She calls her new ritual "bed, bath, and beyond crunk". Hence why I found her passed out in my bath tub this morning.
its 9am and we're in an escalade. I have no shoes and my dress is on backwards. I feel like we're the morning after a rap video
Jessi just used the excuse "it's not you it's me" to get out of getting a lap dance.
My Grampa even called her out for being a cock block at the bar...it was that serious
im looking at burger kings website. there isnt one anywhere close to where we were last night. i think it was sent from heaven
On a scale of one to america, how free are you this weekend?
Remember that pineapple I soaked in vodka last month? Just found it- nothing is growing on it? Think it's safe?
Guys with integrity exist just to rain on my slut parade.

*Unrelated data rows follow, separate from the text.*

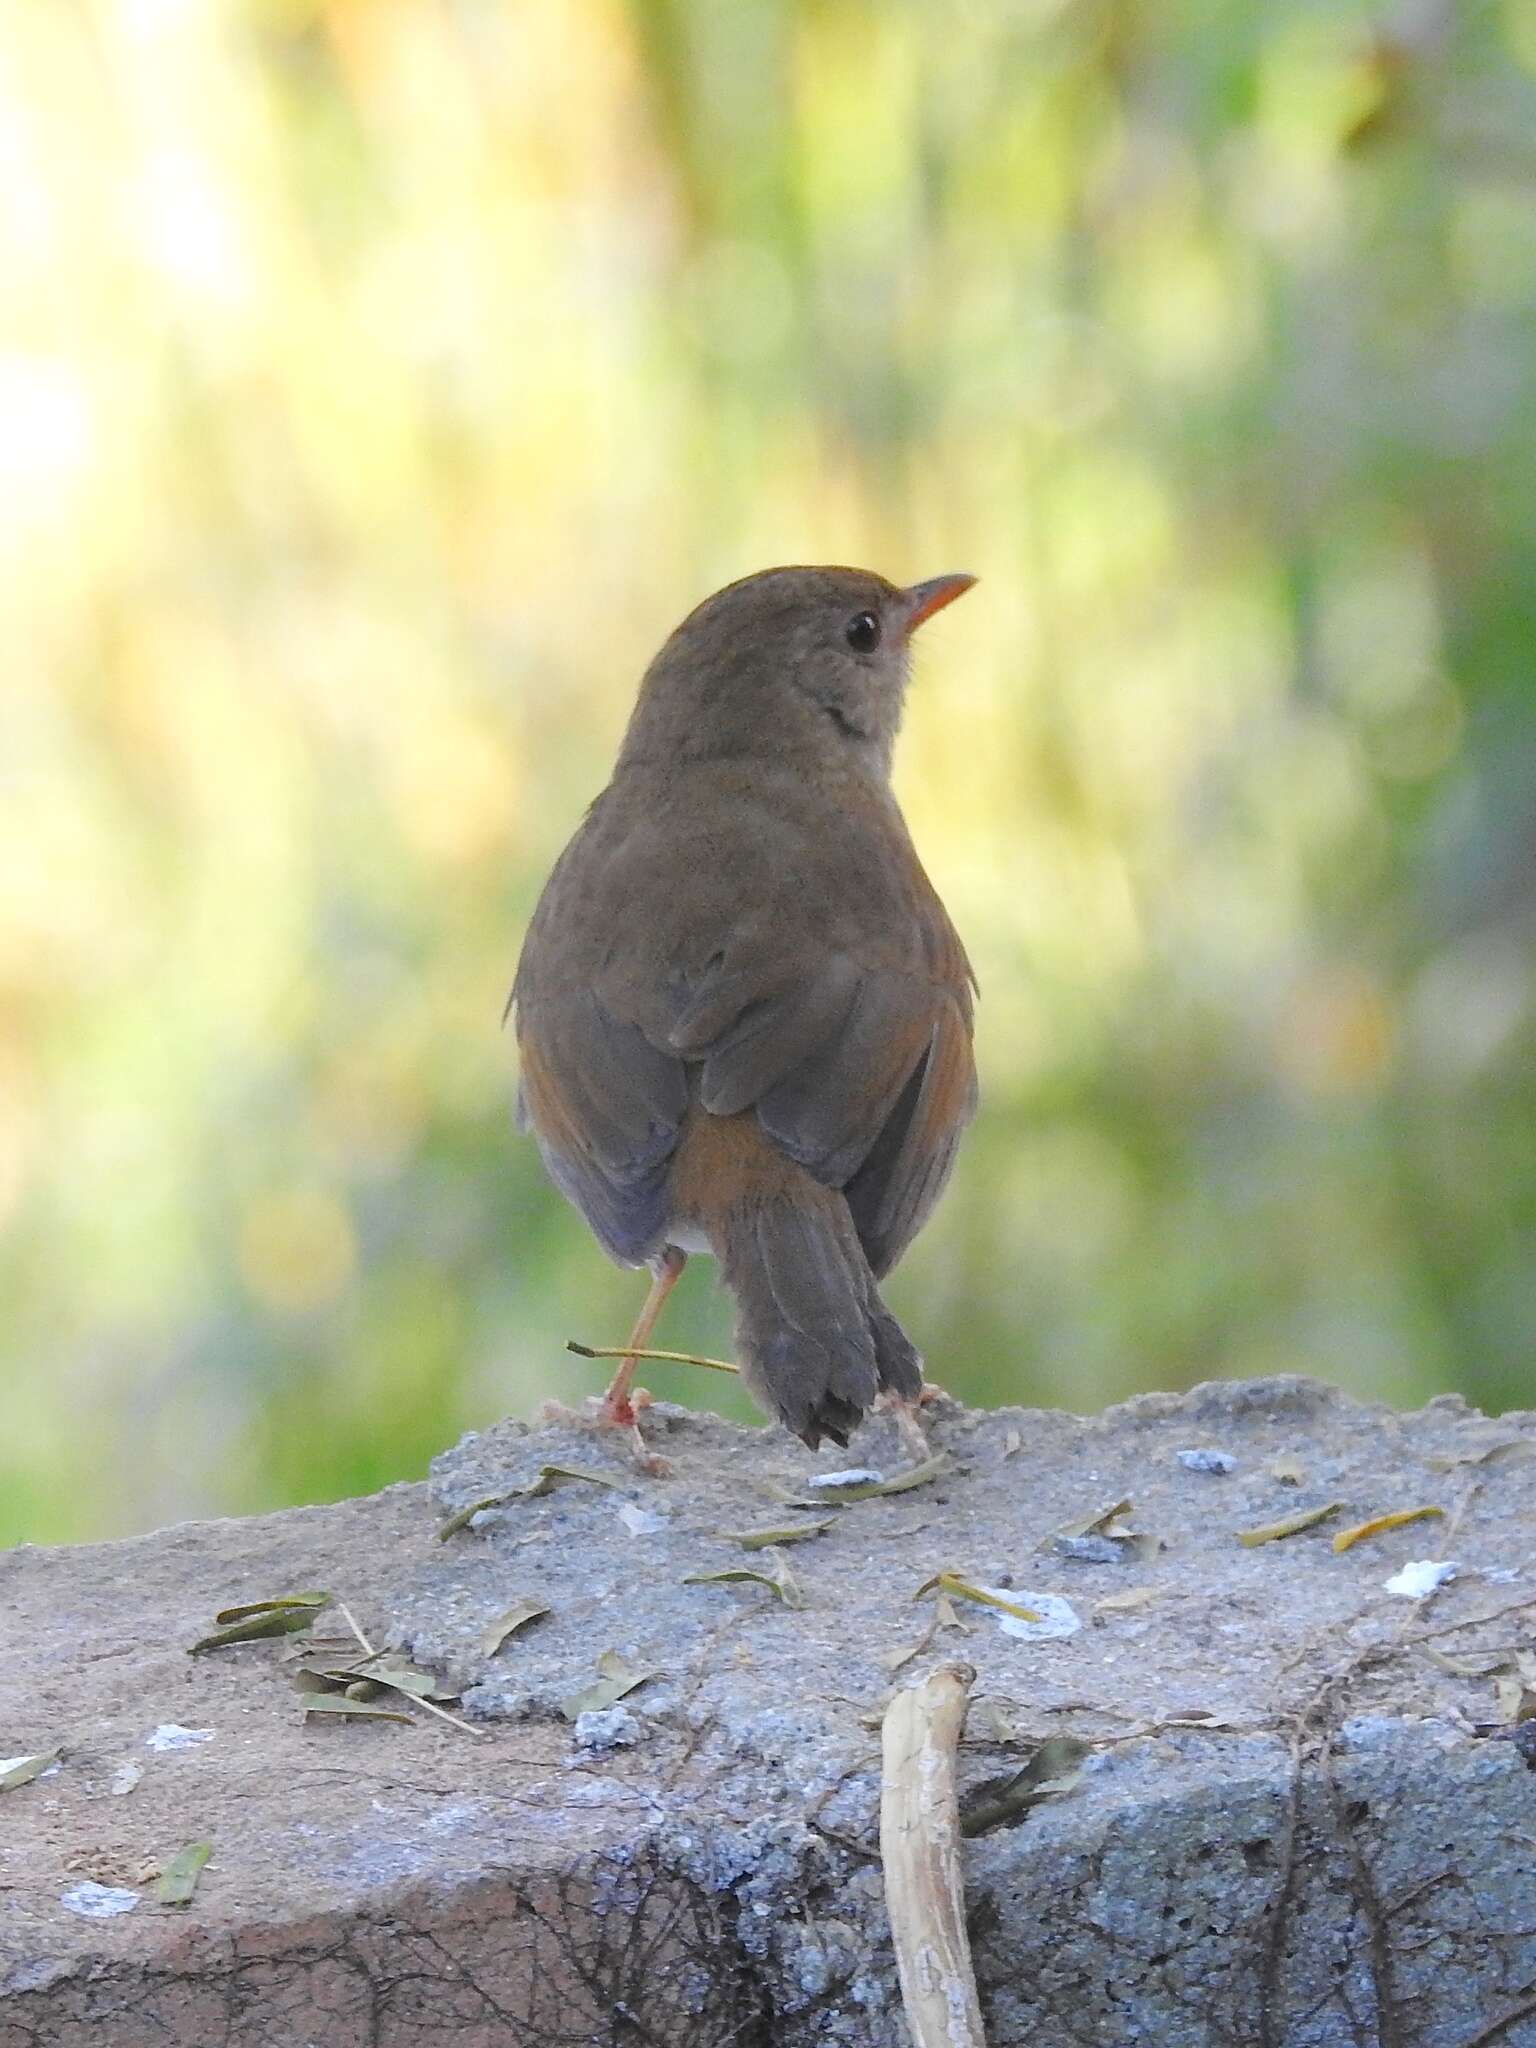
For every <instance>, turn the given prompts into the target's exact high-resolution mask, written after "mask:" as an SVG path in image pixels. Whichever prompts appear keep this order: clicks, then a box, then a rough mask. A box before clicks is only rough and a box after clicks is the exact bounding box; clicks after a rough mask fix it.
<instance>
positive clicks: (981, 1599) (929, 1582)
mask: <svg viewBox="0 0 1536 2048" xmlns="http://www.w3.org/2000/svg"><path fill="white" fill-rule="evenodd" d="M932 1591H940V1593H950V1595H952V1597H954V1599H969V1602H973V1606H977V1608H995V1610H997V1612H999V1614H1012V1616H1014V1620H1016V1622H1038V1620H1042V1616H1038V1614H1036V1612H1034V1608H1018V1606H1014V1602H1012V1599H1004V1597H1001V1595H997V1593H989V1591H987V1589H985V1587H981V1585H971V1581H969V1579H963V1577H961V1575H958V1573H956V1571H936V1573H934V1577H932V1579H924V1583H922V1585H920V1587H918V1591H915V1593H913V1595H911V1597H913V1599H922V1597H924V1593H932Z"/></svg>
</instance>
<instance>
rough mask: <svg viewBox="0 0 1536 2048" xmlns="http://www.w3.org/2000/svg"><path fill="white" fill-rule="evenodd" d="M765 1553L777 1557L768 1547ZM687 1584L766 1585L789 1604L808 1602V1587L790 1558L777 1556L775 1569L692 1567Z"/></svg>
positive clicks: (724, 1584) (738, 1566)
mask: <svg viewBox="0 0 1536 2048" xmlns="http://www.w3.org/2000/svg"><path fill="white" fill-rule="evenodd" d="M766 1556H770V1559H774V1552H772V1550H768V1552H766ZM682 1583H684V1585H766V1587H768V1589H770V1591H772V1593H778V1597H780V1599H782V1602H784V1606H786V1608H803V1606H805V1589H803V1585H801V1581H799V1579H797V1577H795V1573H793V1571H791V1569H788V1559H784V1556H778V1559H774V1569H772V1571H754V1569H752V1567H750V1565H731V1567H729V1569H727V1571H690V1573H688V1577H686V1579H684V1581H682Z"/></svg>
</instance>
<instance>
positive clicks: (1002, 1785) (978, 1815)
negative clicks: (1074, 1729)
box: [961, 1735, 1092, 1841]
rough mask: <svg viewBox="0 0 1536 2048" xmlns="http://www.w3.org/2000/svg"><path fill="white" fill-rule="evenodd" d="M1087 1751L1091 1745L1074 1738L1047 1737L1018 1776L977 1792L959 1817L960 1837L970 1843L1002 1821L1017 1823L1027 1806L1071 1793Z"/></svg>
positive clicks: (1031, 1805) (996, 1780)
mask: <svg viewBox="0 0 1536 2048" xmlns="http://www.w3.org/2000/svg"><path fill="white" fill-rule="evenodd" d="M1090 1749H1092V1743H1083V1741H1081V1739H1079V1737H1075V1735H1051V1737H1047V1741H1042V1743H1040V1747H1038V1749H1036V1751H1034V1755H1032V1757H1030V1761H1028V1763H1026V1765H1024V1769H1022V1772H1014V1776H1012V1778H993V1780H989V1782H987V1784H983V1786H979V1788H977V1798H975V1800H973V1802H971V1804H969V1806H967V1810H965V1812H963V1815H961V1833H963V1835H965V1839H967V1841H971V1839H975V1837H977V1835H985V1833H987V1831H989V1829H993V1827H1001V1825H1004V1823H1006V1821H1014V1819H1018V1815H1022V1812H1028V1810H1030V1806H1038V1804H1040V1800H1047V1798H1061V1794H1063V1792H1071V1790H1073V1788H1075V1786H1077V1784H1081V1772H1079V1769H1077V1765H1079V1763H1081V1761H1083V1757H1085V1755H1087V1751H1090Z"/></svg>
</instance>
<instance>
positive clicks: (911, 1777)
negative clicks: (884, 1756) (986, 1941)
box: [881, 1663, 987, 2048]
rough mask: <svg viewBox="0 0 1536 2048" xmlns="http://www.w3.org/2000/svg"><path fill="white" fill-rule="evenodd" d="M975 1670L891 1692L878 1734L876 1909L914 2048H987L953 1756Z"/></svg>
mask: <svg viewBox="0 0 1536 2048" xmlns="http://www.w3.org/2000/svg"><path fill="white" fill-rule="evenodd" d="M973 1683H975V1671H973V1669H971V1665H963V1663H952V1665H940V1667H938V1669H936V1671H930V1673H928V1677H926V1679H924V1681H922V1683H920V1686H911V1688H907V1690H905V1692H899V1694H897V1696H895V1700H893V1702H891V1706H889V1708H887V1712H885V1726H883V1735H881V1743H883V1751H885V1765H883V1774H881V1862H883V1864H885V1905H887V1911H889V1915H891V1939H893V1942H895V1952H897V1970H899V1974H901V2003H903V2005H905V2009H907V2023H909V2028H911V2038H913V2042H915V2048H987V2038H985V2034H983V2028H981V2001H979V1999H977V1980H975V1972H973V1968H971V1942H969V1937H967V1931H965V1888H963V1882H961V1812H958V1800H956V1792H954V1751H956V1747H958V1741H961V1726H963V1724H965V1702H967V1694H969V1692H971V1686H973Z"/></svg>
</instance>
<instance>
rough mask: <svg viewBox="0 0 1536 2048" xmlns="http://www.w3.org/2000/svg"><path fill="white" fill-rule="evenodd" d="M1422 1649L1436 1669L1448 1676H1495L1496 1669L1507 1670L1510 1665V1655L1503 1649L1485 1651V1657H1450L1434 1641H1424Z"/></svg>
mask: <svg viewBox="0 0 1536 2048" xmlns="http://www.w3.org/2000/svg"><path fill="white" fill-rule="evenodd" d="M1421 1649H1423V1655H1425V1657H1427V1659H1430V1663H1432V1665H1434V1667H1436V1671H1444V1673H1446V1677H1493V1673H1495V1671H1507V1667H1509V1657H1507V1655H1505V1653H1503V1651H1499V1653H1497V1655H1493V1653H1485V1655H1483V1657H1477V1655H1473V1657H1448V1655H1446V1651H1438V1649H1436V1647H1434V1642H1423V1645H1421Z"/></svg>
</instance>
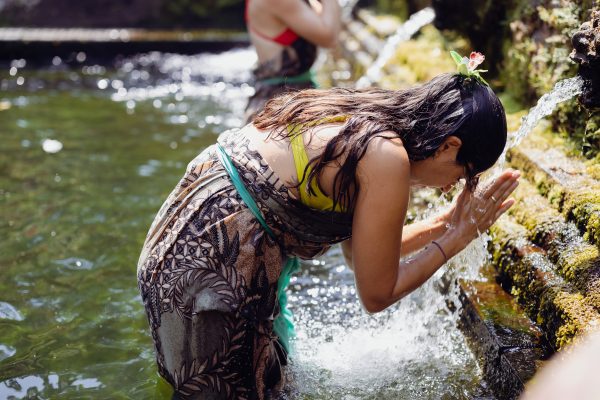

do you still have a key to my apartment? Without going into too much detail locked myself out naked on the patio, currently using a deck cushion to cover myself so kids walking home from school dont see me
Ask her if it hurt when she broke through earths crust as she ascended from hell
Lmfao. We asked what you wanted to eat and you said vagina. I don't care what kind. Fresh, barbecue, roasted on a camp fire. I just want it on my taste buds.
I'm not sure New Orleans is real. Even the grocery stores sell vodka.
You fell asleep standing up against the shower wall
I have to hand it to her. In my heyday I took home the 'biggest shitshow of the night' award 9 times out of 10. But I passed the torch on to her last night, and she went skipping merrily far and away with it into the enchanted world of aggressive alcoholism. Is this 30?
She demanded to see my stimulus package, I had to go over.